If you are suffering from bad breath, you can use a mouthwash for odor masking. However, if the problem persist, it is best that you contact your dentist. Some of the causes for bad breath include oral infection, diabetes, dry mouth, and respiratory tract infection. Using a mouthwash to deal with these problems will not help. You must visit a qualified healthcare professional to get these health problems treated.

Lawsuits and Studies

We are not aware of any official study conducted to test the side effects of using mouthwash. However, two articles that we came across on the internet, provides some insight into the possible problems associated with regular use of mouthwash. In a study published by Mirror UK, it was found that risk of oral cancer increases if you use mouthwash more than 3 times in a day.

Another article published on YourLawyer.Com suggests that using mouthwash can increase the risk of oral cancer. The article also gives details of how Australian researchers have found that using alcohol-based mouthwashes can increase the risk of oral cancer. A leading manufacturer of mouthwashes was so concerned about the results of the study that it took all possible steps to avoid lending credence to this report.


If your dentist has prescribed the use of mouthwash, it is best that you follow your healthcare professional’s advice.

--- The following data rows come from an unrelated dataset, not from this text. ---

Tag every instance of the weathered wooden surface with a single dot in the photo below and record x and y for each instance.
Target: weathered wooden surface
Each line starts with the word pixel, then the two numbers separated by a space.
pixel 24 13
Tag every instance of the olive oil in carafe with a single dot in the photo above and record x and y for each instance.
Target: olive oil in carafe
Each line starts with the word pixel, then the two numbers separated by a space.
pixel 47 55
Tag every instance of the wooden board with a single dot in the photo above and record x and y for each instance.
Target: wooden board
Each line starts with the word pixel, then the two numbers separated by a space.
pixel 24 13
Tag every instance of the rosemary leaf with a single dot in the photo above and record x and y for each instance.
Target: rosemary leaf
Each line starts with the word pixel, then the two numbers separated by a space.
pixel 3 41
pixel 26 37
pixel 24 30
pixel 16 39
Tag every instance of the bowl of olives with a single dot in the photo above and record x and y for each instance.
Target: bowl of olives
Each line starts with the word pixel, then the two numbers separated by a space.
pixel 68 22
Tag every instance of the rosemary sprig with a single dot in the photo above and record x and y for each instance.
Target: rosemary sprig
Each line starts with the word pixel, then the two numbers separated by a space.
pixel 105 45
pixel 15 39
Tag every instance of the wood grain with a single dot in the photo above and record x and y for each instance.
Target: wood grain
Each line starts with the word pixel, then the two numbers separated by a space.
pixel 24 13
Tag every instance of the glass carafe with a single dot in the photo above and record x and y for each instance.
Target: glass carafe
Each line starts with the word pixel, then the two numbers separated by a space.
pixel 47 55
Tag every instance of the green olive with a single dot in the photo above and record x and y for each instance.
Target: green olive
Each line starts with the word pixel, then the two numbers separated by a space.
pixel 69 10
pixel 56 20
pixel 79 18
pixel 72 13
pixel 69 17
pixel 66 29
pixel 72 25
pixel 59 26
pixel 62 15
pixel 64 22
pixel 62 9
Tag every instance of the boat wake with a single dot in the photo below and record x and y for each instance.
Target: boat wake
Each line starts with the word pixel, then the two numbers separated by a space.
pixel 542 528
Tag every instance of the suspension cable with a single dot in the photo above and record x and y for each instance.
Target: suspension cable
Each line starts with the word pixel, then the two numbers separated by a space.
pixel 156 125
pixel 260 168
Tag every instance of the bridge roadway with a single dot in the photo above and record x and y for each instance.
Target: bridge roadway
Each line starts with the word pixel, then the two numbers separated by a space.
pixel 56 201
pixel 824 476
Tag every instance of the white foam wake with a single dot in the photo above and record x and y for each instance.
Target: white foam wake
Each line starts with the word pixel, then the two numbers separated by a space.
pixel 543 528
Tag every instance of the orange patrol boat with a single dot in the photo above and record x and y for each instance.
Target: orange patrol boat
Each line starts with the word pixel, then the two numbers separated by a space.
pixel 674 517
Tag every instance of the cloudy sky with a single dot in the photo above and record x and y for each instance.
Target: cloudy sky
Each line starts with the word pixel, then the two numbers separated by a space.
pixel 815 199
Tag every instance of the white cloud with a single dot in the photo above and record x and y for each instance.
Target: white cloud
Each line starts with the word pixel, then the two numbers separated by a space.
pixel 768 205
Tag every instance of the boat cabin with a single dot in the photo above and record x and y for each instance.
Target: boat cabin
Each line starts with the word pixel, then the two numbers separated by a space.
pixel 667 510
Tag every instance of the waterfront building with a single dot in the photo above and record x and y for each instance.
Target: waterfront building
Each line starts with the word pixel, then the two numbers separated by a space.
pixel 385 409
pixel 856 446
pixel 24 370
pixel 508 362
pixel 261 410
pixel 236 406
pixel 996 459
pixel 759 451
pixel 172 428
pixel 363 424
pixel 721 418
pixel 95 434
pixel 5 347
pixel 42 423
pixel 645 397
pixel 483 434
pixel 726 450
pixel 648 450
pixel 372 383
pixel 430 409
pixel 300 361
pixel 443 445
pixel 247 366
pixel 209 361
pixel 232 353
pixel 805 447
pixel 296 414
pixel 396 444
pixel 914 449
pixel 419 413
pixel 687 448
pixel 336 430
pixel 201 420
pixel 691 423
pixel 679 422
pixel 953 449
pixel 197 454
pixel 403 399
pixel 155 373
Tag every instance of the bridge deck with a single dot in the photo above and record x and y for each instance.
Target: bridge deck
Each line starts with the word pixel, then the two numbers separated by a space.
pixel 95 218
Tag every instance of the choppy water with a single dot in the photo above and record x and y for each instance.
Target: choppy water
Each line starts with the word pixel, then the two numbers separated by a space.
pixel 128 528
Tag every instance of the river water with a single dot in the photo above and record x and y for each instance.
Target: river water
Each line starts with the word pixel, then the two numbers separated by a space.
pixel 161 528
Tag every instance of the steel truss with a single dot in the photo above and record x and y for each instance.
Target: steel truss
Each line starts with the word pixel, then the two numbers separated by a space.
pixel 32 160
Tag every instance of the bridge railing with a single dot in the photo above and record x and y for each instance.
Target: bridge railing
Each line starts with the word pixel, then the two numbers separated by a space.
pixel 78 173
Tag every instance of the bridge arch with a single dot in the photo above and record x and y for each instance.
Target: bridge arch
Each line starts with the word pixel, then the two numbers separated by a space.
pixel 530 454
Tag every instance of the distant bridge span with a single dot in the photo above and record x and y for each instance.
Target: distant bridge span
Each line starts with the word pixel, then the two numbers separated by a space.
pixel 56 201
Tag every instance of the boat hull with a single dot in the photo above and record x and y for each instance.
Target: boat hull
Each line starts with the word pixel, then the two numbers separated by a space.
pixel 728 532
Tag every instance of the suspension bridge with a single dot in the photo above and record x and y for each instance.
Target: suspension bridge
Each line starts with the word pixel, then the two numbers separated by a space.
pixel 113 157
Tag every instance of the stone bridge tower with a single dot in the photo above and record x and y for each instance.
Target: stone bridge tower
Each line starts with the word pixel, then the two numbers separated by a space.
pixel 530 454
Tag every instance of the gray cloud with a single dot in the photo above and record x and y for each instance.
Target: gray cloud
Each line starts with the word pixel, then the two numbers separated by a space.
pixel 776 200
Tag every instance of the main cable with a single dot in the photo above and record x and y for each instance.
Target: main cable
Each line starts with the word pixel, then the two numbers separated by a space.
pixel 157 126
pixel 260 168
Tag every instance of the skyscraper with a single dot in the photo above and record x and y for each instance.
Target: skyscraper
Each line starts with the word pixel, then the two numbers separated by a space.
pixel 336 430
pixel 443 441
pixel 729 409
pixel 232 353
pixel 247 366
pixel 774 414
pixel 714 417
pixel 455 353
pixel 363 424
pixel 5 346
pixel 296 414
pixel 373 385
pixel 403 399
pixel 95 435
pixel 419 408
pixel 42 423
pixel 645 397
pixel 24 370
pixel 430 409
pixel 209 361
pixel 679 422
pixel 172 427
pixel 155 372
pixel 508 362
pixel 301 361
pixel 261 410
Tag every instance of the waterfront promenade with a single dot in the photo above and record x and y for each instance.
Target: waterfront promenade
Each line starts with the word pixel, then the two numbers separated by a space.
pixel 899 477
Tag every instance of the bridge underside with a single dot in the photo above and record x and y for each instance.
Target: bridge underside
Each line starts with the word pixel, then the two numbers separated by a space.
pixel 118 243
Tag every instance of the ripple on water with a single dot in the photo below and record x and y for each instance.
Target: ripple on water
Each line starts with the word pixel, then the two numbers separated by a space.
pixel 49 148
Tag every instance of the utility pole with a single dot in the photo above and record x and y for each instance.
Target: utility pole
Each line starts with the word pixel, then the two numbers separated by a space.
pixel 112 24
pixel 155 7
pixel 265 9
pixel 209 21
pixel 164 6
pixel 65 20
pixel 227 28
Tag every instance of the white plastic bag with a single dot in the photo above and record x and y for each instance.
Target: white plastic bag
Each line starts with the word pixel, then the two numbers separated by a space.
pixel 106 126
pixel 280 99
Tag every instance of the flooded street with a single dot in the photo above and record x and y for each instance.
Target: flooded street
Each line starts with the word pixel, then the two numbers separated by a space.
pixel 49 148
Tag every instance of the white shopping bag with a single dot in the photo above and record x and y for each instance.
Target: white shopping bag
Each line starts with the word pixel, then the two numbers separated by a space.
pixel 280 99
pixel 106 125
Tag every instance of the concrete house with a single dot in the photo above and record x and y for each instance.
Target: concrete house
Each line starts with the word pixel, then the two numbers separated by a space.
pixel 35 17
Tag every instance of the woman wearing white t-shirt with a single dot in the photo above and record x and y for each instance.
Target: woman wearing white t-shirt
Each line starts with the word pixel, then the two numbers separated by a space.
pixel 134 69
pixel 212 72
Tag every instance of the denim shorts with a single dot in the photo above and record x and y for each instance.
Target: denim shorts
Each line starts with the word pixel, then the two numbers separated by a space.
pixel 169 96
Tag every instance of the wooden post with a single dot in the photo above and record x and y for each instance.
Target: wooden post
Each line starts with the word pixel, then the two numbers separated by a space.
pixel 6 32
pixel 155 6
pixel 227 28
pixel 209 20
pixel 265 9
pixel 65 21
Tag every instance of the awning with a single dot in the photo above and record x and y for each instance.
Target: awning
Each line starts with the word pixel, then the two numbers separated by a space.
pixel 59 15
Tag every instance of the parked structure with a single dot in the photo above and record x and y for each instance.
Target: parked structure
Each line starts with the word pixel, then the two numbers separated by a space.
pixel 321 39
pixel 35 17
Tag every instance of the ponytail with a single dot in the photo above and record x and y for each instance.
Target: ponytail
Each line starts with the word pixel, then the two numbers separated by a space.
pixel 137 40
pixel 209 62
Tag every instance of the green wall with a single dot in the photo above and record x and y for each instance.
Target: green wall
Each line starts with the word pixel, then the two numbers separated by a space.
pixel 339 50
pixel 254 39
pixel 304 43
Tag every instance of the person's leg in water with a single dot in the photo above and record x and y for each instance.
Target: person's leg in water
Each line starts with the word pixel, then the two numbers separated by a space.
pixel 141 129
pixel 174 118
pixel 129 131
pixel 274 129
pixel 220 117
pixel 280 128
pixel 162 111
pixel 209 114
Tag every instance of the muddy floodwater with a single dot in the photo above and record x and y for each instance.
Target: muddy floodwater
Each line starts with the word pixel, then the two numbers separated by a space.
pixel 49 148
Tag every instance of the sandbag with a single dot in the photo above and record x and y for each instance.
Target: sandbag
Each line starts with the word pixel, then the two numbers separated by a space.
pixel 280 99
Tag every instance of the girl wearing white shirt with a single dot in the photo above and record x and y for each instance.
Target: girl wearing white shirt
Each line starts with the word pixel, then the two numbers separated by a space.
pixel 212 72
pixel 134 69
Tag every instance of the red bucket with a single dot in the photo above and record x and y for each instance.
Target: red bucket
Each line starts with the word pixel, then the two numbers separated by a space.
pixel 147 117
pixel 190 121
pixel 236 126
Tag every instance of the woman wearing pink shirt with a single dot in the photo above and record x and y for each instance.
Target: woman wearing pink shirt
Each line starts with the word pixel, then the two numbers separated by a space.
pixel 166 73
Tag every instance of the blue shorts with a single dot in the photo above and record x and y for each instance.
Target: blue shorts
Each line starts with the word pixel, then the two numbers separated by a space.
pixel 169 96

If you are using over the counter commercial mouthwash, it is best that you avoid using it. You can prepare a saltwater mouth rinse at home. All you need is salt and water to prepare this mix. Mix ½ teaspoon of salt with about 8 ounces of water. Rinse your mouth with this mix at least once a day. This mix will clear your oral tissues and is less irritating when compared to alcohol-based rinses.